Ni un solo hombre de esta obra poética se muestra a la altura de las circunstancias, demostrándole a Xiomara y haciendo que el lector (en el caso femenino) recuerde con dolor cómo descubrieron que no existen príncipes que vayan a salvarte. Que aquellos que se suponía que te amaban, no tienen por qué hacerlo siempre. 

Opinión de Poet X 

Las opiniones de Poet X en la red son muy dispares: están los que la aman (y no es para menos ya que la obra ha ganado una gran cantidad de premios literarios: uno seguido de otro) y los que la odian profundamente. Pero es que Poet X cuenta con un gran hándicap sobre el que alzarse: que se trata de poesía traducida. 

Es difícil traducir poesía. De hecho, muchos expertos afirman que es absolutamente imposible hacerlo sin ser un poeta, mientras que otros niegan rotundamente que la poesía deba de ser arrancada de su lengua materna. Y es que una de las principales críticas que recibe Poet X es que no rima. 

Aunque la poesía moderna no tiene por qué rimar para ser considerada poesía (en especial al estar redactado en forma de verso), sí que es cierto que la obra pierde algo de musicalidad al traducirse al castellano. Pero forzar la rima no habría sido tampoco una solución: Elizabeth Acevedo escribe desde la óptica de una joven de quince años, empleando palabras sencillas y potentes que no buscan la grandielocuencia lingüística. Es una joven que usaría la palabra “boca”, no “opérculo”, y que precisamente por la simplicidad de su expresión, no admite demasiadas modificaciones para forzar la rima. 

Pero decir que Poet X es peor obra porque está traducida es como decir que la última película de Tarantino es peor porque está doblada. Para que no te pierdas la verdadera esencia de Acevedo, la edición de Puck incluye un poema en original y con su traducción en el inverso de la página, mostrando que aunque la rima de Acevedo es bastante libre, sí que existen versos que concuerden por fonética.

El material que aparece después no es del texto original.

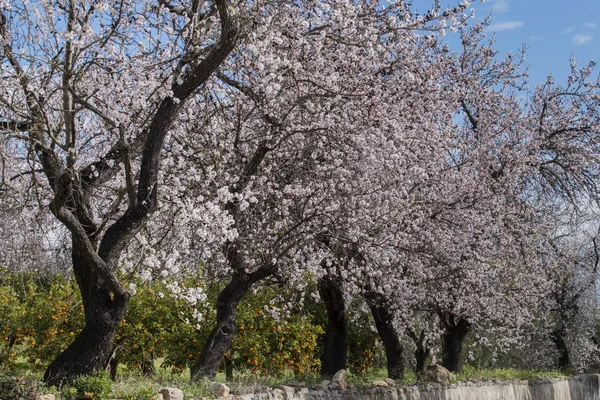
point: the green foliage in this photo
(54, 318)
(157, 325)
(268, 343)
(94, 387)
(475, 374)
(363, 349)
(18, 388)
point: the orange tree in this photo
(273, 336)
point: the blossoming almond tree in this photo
(90, 90)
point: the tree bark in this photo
(92, 348)
(335, 351)
(422, 350)
(94, 261)
(455, 331)
(394, 351)
(219, 340)
(421, 355)
(564, 361)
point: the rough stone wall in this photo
(582, 387)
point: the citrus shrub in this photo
(269, 343)
(43, 316)
(12, 333)
(54, 318)
(363, 348)
(159, 324)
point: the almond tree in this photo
(91, 90)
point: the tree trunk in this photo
(421, 355)
(92, 348)
(422, 351)
(564, 361)
(335, 351)
(455, 331)
(394, 351)
(221, 336)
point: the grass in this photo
(471, 374)
(132, 385)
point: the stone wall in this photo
(582, 387)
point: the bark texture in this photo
(394, 351)
(558, 338)
(95, 259)
(455, 331)
(219, 340)
(335, 350)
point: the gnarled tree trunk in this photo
(104, 309)
(558, 338)
(221, 336)
(335, 351)
(394, 351)
(455, 331)
(422, 351)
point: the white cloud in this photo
(568, 30)
(505, 26)
(500, 6)
(581, 39)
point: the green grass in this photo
(132, 385)
(471, 374)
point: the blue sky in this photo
(552, 29)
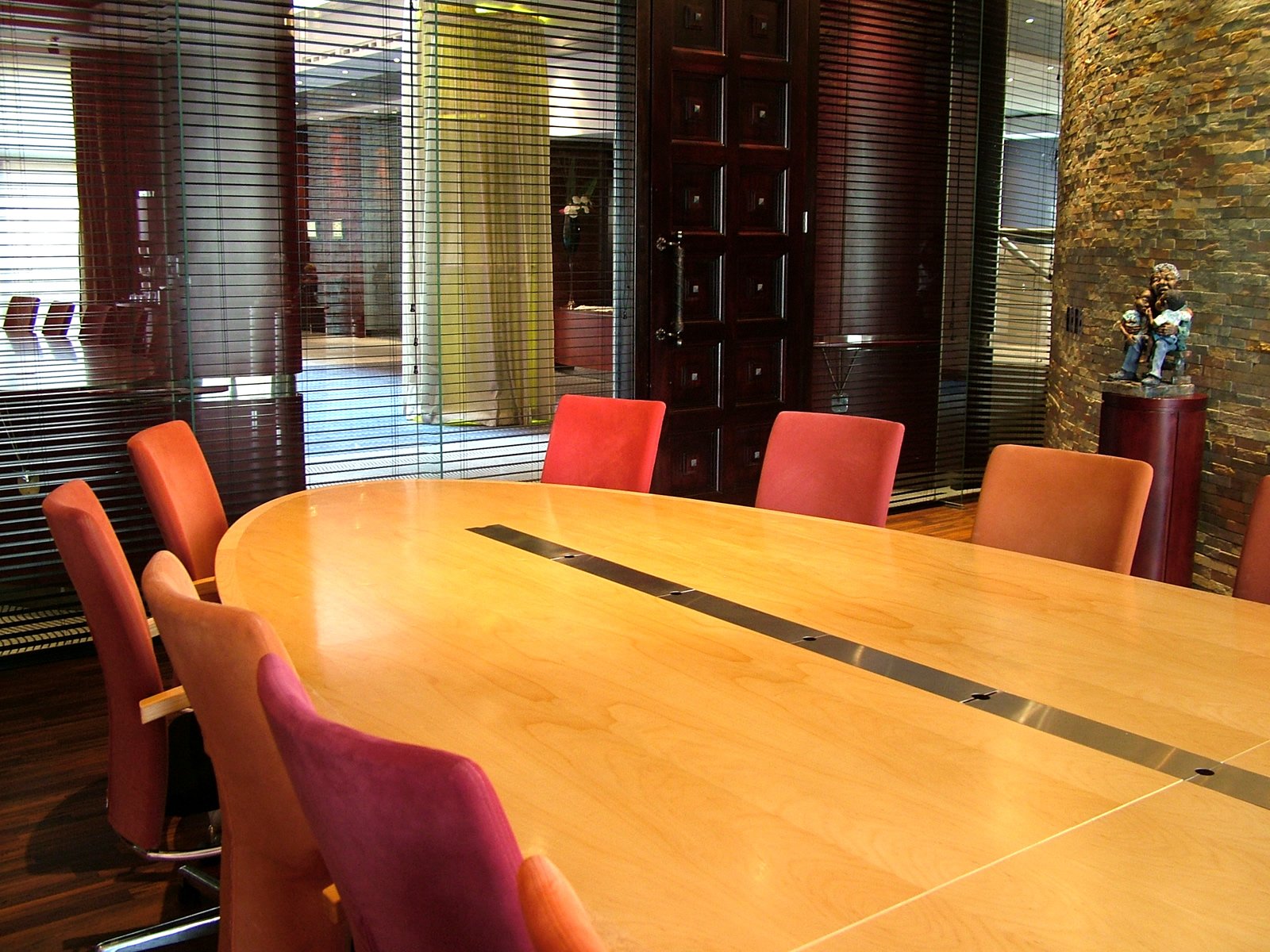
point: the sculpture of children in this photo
(1168, 332)
(1134, 321)
(1165, 329)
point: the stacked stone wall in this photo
(1162, 158)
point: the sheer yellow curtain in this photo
(483, 260)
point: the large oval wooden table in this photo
(733, 729)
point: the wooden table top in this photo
(708, 786)
(36, 362)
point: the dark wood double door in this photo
(728, 332)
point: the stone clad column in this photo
(1162, 158)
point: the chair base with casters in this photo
(190, 927)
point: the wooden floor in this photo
(67, 880)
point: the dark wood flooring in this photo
(67, 880)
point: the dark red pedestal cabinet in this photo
(1168, 433)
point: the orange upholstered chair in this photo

Personalmente prefiero las obras poéticas que incluyen la versión original de los poemas, aunque sea en pequeñito para poder comparar, pero con la cantidad de páginas que incluye Poet X, es normal que esta opción acabase disparando el grosor del tomo hasta hacerlo poco manejable. 

No quiero hablar del final de la obra, que me pareció a la altura del principio (que no el intermedio): con una arranque violento y poderoso que hace que nos sintamos muy cerca del corazón de Xiomara, pero el libro cuenta con una historia algo arquetípica pero muy bien desarrollada que a mí, personalmente, me mantuvo en vilo los tres días que fui alargando su lectura para poder saborear mejor los versos de Xiomara. 

Y es que Poet X es una historia de crecimiento personal y superación. De cómo a veces es necesario quemar lo que más nos ancla para poder seguir hacia delante y de cómo debemos enfrentarnos a nuestros problemas y a nuestros miedos y conseguir encontrar un punto de acuerdo. Por eso y por la violencia de sus versos de inicio, no puedo más que recomendarla. Eso sí, siempre haciendo un apunte importante: esta obra poética es ideal para jóvenes adolescentes, siempre teniendo en cuenta que los poemas, aunque no rimen, siguen siendo poesía.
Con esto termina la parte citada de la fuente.